The beasts he saw penned by the camp were only enough, he judged, to feed the company for a couple of weeks, and there was no sign of oth
er plunder. When they left, he watched as they moved out of the woods and across the planked bogs and the beaten earth of the heath-paths, and saw more than once the tracks of cattle disappearing up into the high ground between the Firth and the Leven.
The hill-forts were occupied, and Thorfinn had not yet marched to clear them out. Or perhaps, since they would be full of leaderless cottagers and their families, he did not think it worth while. So the cairns belonged to the chiefs and their followers who had gone to his son Duncan’s hosting and had survived Tarbatness to fall to the same enemy here. It had been one of his fears that a hundred of Duncan’s men might at some point jump out of a spinney, slaughter his unwanted guides, and demand to be led on some hopeless crusade. It was, in part, the reason why he had made every man lay down his arms before they got to Dunkeld. Weapons were no defence under these circumstances, nor were hordes of panicking men.
Only careful negotiation was going to get them out of this, if anything could. Provided that somewhere at the end of the journey there was a young man able to negotiate.
On the sandy banks of the Eden, looking across to the smoke of Kinrimund, Forne said, ‘Well, you were right. He didn’t have us killed at Dunkeld, so we have been allowed to pass through and see him. I forget what you said about getting out afterwards.’
Crinan did not reply. His son-in-law said, ‘I thought you said this place was small.’
‘It’s a Pictish monastery,’ the Abbot said. ‘Or was once. The place was called Cenrigmonaid. On a headland between two good beaches. What you see is the smoke from his men’s cooking-fires. Are you hungry?’
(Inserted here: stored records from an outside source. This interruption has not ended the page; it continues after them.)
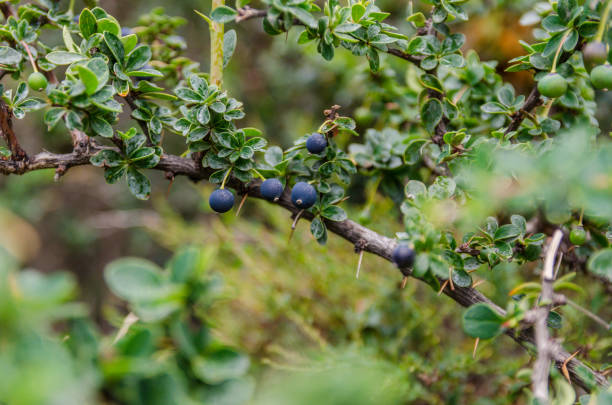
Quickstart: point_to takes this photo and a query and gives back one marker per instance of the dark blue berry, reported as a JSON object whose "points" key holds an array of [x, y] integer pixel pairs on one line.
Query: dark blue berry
{"points": [[316, 143], [303, 195], [221, 200], [403, 256], [271, 189]]}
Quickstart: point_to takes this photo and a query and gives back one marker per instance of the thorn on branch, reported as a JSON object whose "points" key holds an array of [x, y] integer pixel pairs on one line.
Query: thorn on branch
{"points": [[80, 142], [360, 248], [6, 127], [59, 172], [247, 12]]}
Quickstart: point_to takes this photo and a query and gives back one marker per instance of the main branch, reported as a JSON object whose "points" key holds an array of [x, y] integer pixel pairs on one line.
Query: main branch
{"points": [[352, 232]]}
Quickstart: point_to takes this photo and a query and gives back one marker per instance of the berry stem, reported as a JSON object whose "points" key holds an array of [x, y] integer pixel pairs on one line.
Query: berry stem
{"points": [[556, 59], [603, 22], [258, 174], [294, 224], [225, 178], [30, 56], [547, 108], [244, 197]]}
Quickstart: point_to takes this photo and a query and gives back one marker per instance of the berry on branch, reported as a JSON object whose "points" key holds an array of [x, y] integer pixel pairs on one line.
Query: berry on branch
{"points": [[221, 200]]}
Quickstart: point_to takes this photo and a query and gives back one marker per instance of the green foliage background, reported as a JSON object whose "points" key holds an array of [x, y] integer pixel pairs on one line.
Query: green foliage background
{"points": [[311, 329]]}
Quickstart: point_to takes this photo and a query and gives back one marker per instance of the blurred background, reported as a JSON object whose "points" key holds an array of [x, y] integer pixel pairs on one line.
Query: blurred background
{"points": [[290, 306]]}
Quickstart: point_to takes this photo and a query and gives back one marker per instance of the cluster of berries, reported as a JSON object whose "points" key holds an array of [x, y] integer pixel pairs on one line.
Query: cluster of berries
{"points": [[303, 195]]}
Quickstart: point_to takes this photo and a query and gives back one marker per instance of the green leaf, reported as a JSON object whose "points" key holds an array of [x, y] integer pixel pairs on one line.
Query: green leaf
{"points": [[304, 16], [418, 19], [53, 116], [138, 58], [318, 230], [187, 263], [229, 46], [129, 42], [507, 232], [101, 127], [188, 95], [431, 82], [135, 280], [107, 158], [64, 58], [87, 23], [139, 184], [555, 320], [273, 156], [431, 114], [600, 264], [109, 26], [223, 14], [9, 56], [334, 213], [461, 278], [115, 46], [357, 11], [89, 79], [221, 365], [113, 174], [481, 321]]}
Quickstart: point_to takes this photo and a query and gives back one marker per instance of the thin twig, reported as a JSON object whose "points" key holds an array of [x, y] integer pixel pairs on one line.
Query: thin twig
{"points": [[541, 368]]}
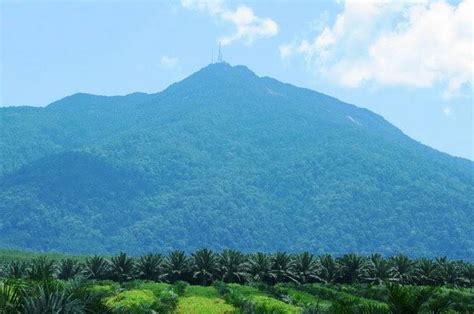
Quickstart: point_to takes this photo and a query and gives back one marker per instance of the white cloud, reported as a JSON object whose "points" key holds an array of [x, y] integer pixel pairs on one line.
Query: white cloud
{"points": [[169, 62], [447, 111], [248, 26], [415, 43]]}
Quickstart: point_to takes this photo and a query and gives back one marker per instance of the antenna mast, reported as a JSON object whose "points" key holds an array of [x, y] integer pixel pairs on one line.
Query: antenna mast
{"points": [[219, 55]]}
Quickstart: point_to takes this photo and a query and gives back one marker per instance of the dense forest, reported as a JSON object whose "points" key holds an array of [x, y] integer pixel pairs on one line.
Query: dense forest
{"points": [[233, 282], [226, 159]]}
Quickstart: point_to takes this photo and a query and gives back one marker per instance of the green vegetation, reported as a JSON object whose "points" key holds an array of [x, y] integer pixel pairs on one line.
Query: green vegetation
{"points": [[266, 283], [226, 159]]}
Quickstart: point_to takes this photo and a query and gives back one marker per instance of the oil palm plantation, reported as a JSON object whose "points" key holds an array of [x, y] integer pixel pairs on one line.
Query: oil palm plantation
{"points": [[407, 299], [282, 267], [402, 268], [177, 266], [259, 268], [426, 272], [232, 265], [68, 269], [150, 266], [329, 269], [122, 267], [96, 267], [379, 269], [41, 269], [353, 268], [306, 268], [204, 266]]}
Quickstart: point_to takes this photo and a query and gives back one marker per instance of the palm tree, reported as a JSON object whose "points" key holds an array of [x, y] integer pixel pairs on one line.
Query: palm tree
{"points": [[204, 266], [406, 299], [15, 270], [448, 272], [259, 268], [426, 272], [68, 269], [329, 271], [11, 295], [282, 267], [150, 266], [177, 266], [41, 268], [96, 267], [306, 268], [379, 269], [122, 267], [52, 301], [353, 268], [232, 266], [402, 268]]}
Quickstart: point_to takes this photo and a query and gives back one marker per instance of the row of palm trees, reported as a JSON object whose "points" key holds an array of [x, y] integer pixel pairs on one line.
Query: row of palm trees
{"points": [[205, 266]]}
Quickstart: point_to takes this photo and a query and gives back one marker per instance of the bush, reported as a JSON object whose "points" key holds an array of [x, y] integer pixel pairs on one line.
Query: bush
{"points": [[132, 302], [179, 287], [167, 302]]}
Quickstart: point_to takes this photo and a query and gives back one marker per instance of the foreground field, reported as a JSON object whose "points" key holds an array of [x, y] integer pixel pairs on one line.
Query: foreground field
{"points": [[232, 282], [152, 297]]}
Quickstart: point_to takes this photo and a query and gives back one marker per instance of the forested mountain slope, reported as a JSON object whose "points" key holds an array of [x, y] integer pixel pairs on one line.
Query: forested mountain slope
{"points": [[226, 159]]}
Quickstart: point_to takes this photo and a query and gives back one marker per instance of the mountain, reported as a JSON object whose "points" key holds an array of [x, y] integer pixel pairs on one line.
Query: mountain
{"points": [[224, 159]]}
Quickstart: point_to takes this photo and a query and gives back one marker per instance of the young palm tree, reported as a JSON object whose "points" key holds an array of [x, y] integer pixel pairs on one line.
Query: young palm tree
{"points": [[402, 268], [150, 266], [259, 268], [41, 268], [330, 271], [15, 270], [426, 272], [177, 266], [379, 269], [122, 267], [11, 297], [406, 299], [204, 267], [306, 268], [232, 266], [68, 268], [52, 301], [282, 267], [353, 268], [449, 272], [96, 267]]}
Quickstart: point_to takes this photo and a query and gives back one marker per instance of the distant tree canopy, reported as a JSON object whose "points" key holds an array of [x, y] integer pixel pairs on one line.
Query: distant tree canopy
{"points": [[204, 266], [225, 159]]}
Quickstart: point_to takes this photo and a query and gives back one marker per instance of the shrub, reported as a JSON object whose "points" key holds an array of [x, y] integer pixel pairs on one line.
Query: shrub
{"points": [[133, 302], [179, 287], [167, 302]]}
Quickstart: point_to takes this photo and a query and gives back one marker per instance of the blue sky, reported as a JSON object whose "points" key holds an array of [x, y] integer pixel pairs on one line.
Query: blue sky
{"points": [[411, 62]]}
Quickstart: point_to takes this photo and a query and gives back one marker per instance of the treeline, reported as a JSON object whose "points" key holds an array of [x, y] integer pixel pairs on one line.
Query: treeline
{"points": [[203, 267]]}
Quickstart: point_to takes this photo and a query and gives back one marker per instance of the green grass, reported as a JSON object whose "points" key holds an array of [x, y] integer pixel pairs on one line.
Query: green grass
{"points": [[330, 293], [246, 291], [262, 301], [200, 299], [268, 304], [201, 291], [132, 301], [156, 287], [302, 298], [203, 305], [9, 255]]}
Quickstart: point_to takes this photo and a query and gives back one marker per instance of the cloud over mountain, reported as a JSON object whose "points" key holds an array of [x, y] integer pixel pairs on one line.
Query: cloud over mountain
{"points": [[394, 43]]}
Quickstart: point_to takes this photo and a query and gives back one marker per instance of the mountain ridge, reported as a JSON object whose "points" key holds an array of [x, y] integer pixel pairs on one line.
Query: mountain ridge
{"points": [[225, 158]]}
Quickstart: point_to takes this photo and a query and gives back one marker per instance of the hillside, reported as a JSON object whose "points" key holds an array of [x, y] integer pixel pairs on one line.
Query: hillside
{"points": [[226, 159]]}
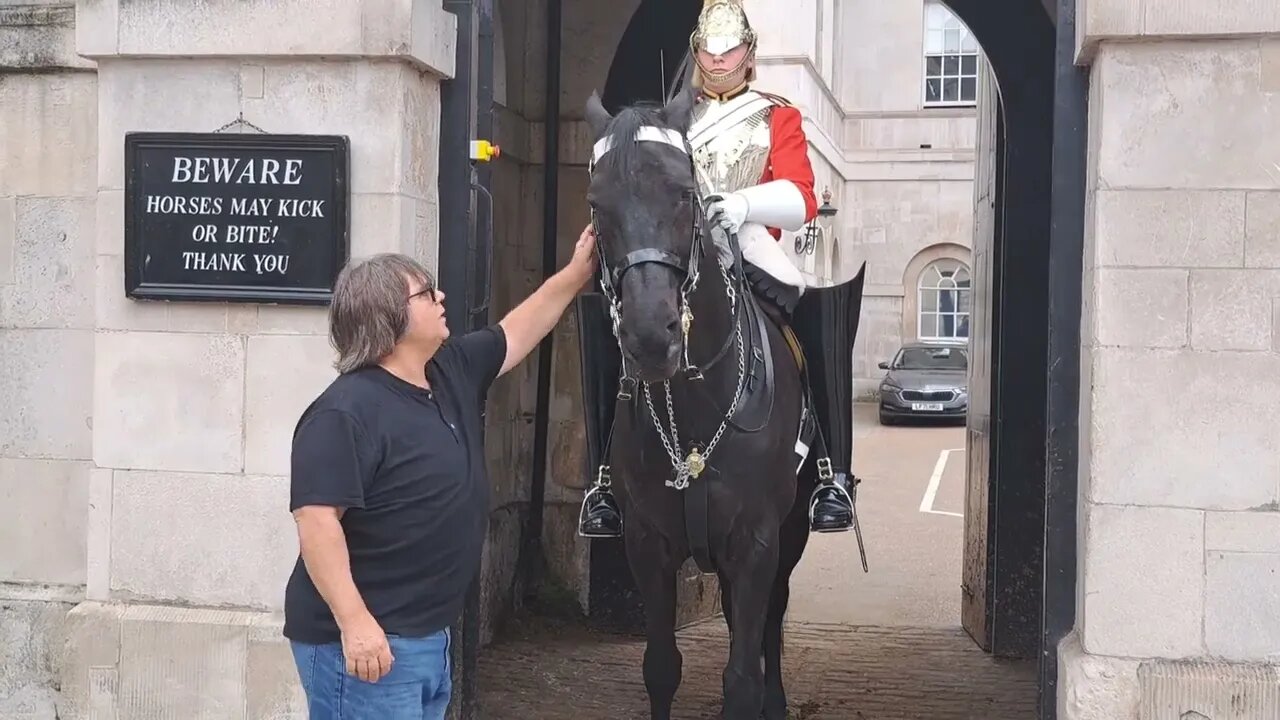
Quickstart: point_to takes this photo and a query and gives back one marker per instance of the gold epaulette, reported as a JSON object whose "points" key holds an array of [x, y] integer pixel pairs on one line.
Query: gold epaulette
{"points": [[776, 99]]}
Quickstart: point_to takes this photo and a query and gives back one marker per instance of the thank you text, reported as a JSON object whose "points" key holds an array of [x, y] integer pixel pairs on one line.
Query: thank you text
{"points": [[234, 217]]}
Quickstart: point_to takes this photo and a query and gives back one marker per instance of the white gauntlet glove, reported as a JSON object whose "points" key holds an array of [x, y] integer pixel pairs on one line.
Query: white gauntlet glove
{"points": [[728, 212]]}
They had made camp themselves the previous night, for fifty miles in a day was more than he now cared to travel. He had slept well. He knew that Forne was afraid and disconcerted. Forne was an able man, unlike his own late son, and it would do him no harm to be shaken up. Without waiting for his answer, Crinan led the way down to the ford and splashed over. On the far side, as they approached, a mounted escort moved up, awaiting them.